Avete notato come a sinistra siano pronti e vogliosi per mettere le mani nelle nostre tasche ?
Non parlano di ridurre le spese.
No, loro vogliono impoverire gli Italiani per pagare le loro clientele e le varie lobbies.
Vogliono gonfiare a dismisura il denaro che possa essere manovrato dal pubblico, per colpire la capacità dei privati.
Autentici vampiri di colore rosso acceso.
Ecco che, quindi, quando si parla di abolire l'imu insorgono come un sol uomo la Bindi, Franceschini, Del Rio, Fassina, la Camusso, tutti contrari a restituire i soldi agli Italiani.
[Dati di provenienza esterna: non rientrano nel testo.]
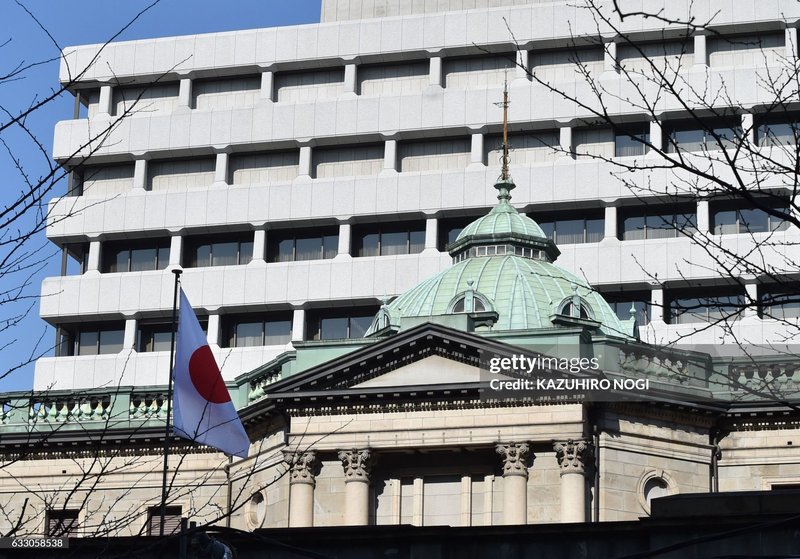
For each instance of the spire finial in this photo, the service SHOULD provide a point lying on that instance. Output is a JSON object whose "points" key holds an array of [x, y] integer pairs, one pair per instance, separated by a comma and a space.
{"points": [[504, 175]]}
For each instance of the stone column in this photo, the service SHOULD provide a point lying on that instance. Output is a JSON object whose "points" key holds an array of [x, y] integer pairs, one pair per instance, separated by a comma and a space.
{"points": [[390, 156], [749, 129], [129, 337], [345, 239], [656, 137], [298, 325], [212, 336], [791, 43], [305, 162], [185, 93], [140, 174], [610, 56], [610, 223], [93, 260], [565, 141], [301, 488], [700, 51], [435, 72], [572, 458], [515, 482], [476, 150], [106, 100], [356, 465], [351, 78], [431, 233], [267, 88], [221, 169], [703, 216], [176, 250], [259, 245], [523, 58]]}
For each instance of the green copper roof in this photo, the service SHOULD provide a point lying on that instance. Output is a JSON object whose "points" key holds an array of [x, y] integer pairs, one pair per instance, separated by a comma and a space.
{"points": [[524, 292]]}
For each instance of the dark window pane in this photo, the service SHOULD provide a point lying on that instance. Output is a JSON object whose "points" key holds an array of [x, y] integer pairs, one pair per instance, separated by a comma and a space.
{"points": [[111, 341], [224, 254], [416, 242], [569, 231], [359, 326], [248, 334], [87, 343], [163, 257], [333, 328], [119, 261], [725, 222], [753, 221], [369, 245], [548, 227], [594, 230], [633, 228], [278, 332], [330, 246], [245, 252], [689, 140], [143, 259], [308, 249], [394, 243], [285, 252], [202, 256]]}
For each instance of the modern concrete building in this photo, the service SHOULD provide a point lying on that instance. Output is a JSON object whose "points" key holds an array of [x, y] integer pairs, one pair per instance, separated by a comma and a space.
{"points": [[324, 182]]}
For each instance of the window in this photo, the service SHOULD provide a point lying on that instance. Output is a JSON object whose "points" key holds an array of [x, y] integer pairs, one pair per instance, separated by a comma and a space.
{"points": [[622, 302], [337, 324], [389, 239], [778, 130], [734, 217], [696, 137], [691, 307], [572, 227], [630, 141], [250, 330], [62, 523], [299, 245], [91, 339], [780, 302], [658, 222], [135, 257], [172, 520], [450, 229], [156, 335], [74, 258], [227, 251]]}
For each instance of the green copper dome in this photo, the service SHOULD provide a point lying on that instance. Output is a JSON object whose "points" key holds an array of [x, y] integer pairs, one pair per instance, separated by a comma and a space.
{"points": [[504, 219], [503, 263], [525, 293]]}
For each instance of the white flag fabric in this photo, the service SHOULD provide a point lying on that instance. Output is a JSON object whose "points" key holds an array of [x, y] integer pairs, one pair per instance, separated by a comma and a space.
{"points": [[203, 410]]}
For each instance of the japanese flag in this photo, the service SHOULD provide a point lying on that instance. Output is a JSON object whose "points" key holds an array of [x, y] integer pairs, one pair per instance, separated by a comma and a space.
{"points": [[202, 406]]}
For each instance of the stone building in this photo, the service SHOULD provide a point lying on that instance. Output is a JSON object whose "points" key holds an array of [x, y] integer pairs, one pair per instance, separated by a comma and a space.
{"points": [[326, 189]]}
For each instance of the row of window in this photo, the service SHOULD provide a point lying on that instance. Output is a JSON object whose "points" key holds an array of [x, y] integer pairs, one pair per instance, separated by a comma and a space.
{"points": [[65, 523], [253, 329], [296, 245], [686, 307]]}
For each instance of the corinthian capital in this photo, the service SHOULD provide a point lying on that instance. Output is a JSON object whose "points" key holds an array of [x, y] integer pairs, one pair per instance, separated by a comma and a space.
{"points": [[301, 466], [515, 458], [572, 456], [356, 464]]}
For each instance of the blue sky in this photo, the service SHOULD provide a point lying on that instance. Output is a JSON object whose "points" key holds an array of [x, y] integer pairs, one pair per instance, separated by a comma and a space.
{"points": [[74, 23]]}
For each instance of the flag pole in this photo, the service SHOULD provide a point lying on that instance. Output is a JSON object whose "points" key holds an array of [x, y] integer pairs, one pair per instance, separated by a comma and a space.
{"points": [[177, 272]]}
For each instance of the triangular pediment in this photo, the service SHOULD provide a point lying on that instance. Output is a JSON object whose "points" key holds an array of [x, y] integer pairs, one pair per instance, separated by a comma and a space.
{"points": [[433, 370]]}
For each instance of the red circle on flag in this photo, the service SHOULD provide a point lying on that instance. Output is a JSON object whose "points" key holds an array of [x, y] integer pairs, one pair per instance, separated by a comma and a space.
{"points": [[205, 376]]}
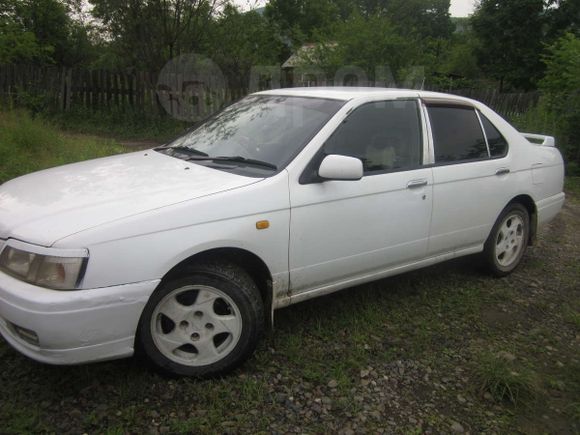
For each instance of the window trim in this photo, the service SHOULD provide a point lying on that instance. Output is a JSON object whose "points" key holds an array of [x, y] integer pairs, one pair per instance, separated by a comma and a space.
{"points": [[310, 175], [480, 114], [453, 104]]}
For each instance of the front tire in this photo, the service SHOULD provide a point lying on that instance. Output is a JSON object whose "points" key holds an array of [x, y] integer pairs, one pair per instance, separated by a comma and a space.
{"points": [[203, 324], [508, 240]]}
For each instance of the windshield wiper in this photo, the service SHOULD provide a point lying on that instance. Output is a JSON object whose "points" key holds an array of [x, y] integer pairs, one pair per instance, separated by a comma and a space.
{"points": [[237, 159], [184, 150]]}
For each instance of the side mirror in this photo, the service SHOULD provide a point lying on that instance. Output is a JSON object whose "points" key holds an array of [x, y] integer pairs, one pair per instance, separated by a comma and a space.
{"points": [[343, 168]]}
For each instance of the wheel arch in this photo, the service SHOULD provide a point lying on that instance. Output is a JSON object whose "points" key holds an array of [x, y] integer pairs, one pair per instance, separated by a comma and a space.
{"points": [[250, 262], [530, 205]]}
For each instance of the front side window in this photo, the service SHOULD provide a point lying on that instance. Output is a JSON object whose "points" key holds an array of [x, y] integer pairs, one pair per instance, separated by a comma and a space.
{"points": [[385, 135], [457, 135]]}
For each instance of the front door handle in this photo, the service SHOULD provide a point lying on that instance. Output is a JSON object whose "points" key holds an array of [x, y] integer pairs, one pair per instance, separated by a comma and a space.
{"points": [[415, 184]]}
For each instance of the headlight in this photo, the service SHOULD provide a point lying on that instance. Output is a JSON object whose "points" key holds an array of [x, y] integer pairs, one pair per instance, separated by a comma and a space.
{"points": [[58, 273]]}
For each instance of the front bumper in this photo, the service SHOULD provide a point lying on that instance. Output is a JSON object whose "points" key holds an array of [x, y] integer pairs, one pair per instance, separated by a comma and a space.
{"points": [[72, 326]]}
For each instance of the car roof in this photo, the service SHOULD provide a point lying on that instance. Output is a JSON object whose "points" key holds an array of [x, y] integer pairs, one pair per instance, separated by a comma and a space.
{"points": [[350, 93]]}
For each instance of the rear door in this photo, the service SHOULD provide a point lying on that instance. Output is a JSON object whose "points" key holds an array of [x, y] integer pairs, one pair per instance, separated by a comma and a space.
{"points": [[471, 176], [346, 229]]}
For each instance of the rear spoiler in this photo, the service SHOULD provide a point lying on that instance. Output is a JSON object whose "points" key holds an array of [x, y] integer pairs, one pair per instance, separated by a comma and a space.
{"points": [[540, 139]]}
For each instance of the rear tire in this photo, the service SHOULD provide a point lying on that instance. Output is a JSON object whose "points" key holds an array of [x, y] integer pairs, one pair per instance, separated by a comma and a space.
{"points": [[203, 324], [508, 240]]}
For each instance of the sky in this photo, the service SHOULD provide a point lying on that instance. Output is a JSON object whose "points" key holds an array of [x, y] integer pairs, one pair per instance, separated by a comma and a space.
{"points": [[459, 8]]}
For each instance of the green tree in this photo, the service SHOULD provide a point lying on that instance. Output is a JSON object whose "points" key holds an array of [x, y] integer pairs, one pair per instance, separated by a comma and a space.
{"points": [[564, 17], [366, 43], [146, 34], [299, 20], [561, 85], [240, 41], [40, 31], [510, 35]]}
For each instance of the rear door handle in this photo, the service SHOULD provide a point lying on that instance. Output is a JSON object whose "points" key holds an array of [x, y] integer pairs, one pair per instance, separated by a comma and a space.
{"points": [[415, 184]]}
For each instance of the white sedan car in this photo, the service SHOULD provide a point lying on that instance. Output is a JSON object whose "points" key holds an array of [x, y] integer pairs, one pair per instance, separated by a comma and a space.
{"points": [[183, 252]]}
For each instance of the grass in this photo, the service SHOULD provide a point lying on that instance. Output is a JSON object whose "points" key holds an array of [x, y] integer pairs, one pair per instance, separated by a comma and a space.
{"points": [[28, 144], [120, 124], [444, 325], [506, 381]]}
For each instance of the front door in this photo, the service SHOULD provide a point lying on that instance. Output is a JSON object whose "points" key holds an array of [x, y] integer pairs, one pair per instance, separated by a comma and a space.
{"points": [[348, 229]]}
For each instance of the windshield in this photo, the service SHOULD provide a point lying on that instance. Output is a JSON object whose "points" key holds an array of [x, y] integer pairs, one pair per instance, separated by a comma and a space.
{"points": [[257, 135]]}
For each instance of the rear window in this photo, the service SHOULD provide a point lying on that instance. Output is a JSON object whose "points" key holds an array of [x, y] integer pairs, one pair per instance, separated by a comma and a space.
{"points": [[498, 146], [457, 135]]}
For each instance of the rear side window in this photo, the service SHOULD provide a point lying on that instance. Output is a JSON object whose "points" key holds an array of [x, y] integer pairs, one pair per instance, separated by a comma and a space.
{"points": [[498, 146], [385, 135], [457, 135]]}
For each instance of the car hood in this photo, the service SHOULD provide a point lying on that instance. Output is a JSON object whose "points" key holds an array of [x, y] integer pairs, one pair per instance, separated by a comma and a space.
{"points": [[47, 206]]}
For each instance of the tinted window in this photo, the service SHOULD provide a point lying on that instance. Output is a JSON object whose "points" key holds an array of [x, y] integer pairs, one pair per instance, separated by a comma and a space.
{"points": [[386, 136], [497, 144], [457, 134]]}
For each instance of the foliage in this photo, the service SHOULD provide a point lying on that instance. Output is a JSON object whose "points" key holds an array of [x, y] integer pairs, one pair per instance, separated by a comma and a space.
{"points": [[510, 35], [148, 34], [239, 41], [29, 144], [298, 20], [561, 85], [40, 31], [349, 45]]}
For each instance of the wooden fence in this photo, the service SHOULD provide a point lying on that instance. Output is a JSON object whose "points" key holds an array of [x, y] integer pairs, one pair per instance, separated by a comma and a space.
{"points": [[61, 89]]}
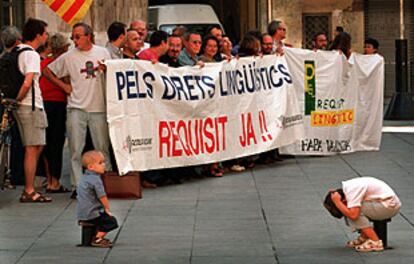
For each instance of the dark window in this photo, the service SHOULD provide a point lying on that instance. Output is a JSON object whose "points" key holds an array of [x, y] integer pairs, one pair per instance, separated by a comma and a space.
{"points": [[12, 13], [312, 24]]}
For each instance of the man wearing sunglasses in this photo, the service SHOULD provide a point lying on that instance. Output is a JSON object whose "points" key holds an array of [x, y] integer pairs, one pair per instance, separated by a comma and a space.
{"points": [[86, 96]]}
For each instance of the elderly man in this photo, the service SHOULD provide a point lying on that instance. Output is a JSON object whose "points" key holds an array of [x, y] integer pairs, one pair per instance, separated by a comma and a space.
{"points": [[175, 46], [86, 101], [192, 45], [266, 42], [140, 27], [159, 46], [132, 45], [116, 39], [277, 30]]}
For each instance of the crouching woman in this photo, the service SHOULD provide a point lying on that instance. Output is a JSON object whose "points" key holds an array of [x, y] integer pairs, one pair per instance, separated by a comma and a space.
{"points": [[360, 200]]}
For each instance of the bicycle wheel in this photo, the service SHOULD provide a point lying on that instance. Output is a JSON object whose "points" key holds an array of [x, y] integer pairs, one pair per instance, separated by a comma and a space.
{"points": [[3, 162]]}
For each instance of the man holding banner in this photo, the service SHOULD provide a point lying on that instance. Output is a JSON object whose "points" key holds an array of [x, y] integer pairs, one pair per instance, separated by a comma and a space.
{"points": [[86, 102]]}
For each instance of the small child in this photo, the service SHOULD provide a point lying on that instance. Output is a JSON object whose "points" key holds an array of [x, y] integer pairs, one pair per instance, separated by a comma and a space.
{"points": [[360, 200], [93, 205]]}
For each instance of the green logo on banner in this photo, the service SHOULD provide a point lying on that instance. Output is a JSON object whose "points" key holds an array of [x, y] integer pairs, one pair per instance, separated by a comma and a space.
{"points": [[310, 88]]}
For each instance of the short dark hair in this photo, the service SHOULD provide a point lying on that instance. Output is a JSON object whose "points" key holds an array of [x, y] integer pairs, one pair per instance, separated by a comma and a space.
{"points": [[248, 46], [158, 37], [273, 26], [9, 36], [87, 30], [330, 205], [206, 39], [210, 28], [115, 30], [32, 28], [255, 33], [373, 42], [187, 34], [262, 37]]}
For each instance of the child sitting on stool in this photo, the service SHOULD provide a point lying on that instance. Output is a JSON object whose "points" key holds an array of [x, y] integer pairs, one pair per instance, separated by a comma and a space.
{"points": [[93, 205], [361, 200]]}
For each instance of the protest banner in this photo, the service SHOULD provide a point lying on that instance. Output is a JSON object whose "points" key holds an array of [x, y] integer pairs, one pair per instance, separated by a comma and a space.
{"points": [[162, 117], [341, 100]]}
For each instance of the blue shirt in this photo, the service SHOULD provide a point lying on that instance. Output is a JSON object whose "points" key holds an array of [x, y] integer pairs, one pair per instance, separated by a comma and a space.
{"points": [[89, 190]]}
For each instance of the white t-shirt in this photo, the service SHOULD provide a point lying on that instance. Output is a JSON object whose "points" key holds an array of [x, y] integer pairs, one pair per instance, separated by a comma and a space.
{"points": [[29, 62], [362, 189], [88, 83]]}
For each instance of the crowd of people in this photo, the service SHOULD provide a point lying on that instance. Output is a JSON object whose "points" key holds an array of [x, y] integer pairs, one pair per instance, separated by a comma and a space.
{"points": [[63, 94], [69, 88]]}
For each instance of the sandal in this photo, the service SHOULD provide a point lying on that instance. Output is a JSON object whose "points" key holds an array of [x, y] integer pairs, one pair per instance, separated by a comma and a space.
{"points": [[216, 171], [370, 245], [356, 242], [237, 168], [101, 242], [29, 198], [61, 189]]}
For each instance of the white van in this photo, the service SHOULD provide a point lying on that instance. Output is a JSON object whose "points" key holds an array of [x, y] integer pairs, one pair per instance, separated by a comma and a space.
{"points": [[195, 17]]}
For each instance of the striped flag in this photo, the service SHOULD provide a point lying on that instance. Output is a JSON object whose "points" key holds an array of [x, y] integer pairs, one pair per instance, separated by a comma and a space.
{"points": [[71, 11]]}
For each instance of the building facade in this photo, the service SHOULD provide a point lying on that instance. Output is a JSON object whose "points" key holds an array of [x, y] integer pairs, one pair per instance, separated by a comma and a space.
{"points": [[379, 19]]}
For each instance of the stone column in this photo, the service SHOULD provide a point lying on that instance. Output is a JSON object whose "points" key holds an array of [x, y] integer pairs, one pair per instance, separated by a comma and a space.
{"points": [[290, 12]]}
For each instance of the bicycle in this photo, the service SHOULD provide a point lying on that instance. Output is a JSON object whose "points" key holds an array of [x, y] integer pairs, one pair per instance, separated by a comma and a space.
{"points": [[7, 121]]}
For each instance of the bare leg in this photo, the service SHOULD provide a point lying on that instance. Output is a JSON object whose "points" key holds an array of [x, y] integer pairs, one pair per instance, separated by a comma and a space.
{"points": [[31, 158], [369, 233]]}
In compenso pensano di elargire somme agli immigrati, aumentare le spese per soddisfare i capricci degli omosessuali, dare più denaro agli enti locali per l'effimero dell'estate dove pagano i loro "artisti" funzionali ai loro scopi e, in compenso, pronti a firmare qualsiasi manifesto o usare il palcoscenico per fare propaganda di parte.
Il Centro Destra deve resistere e non deve aver paura di abbattere anche il governo Letta se cercherà di rinviare all'infinito l'unico provvedimento degno di essere assunto: abolire l'imu e restituire il maltolto del 2012.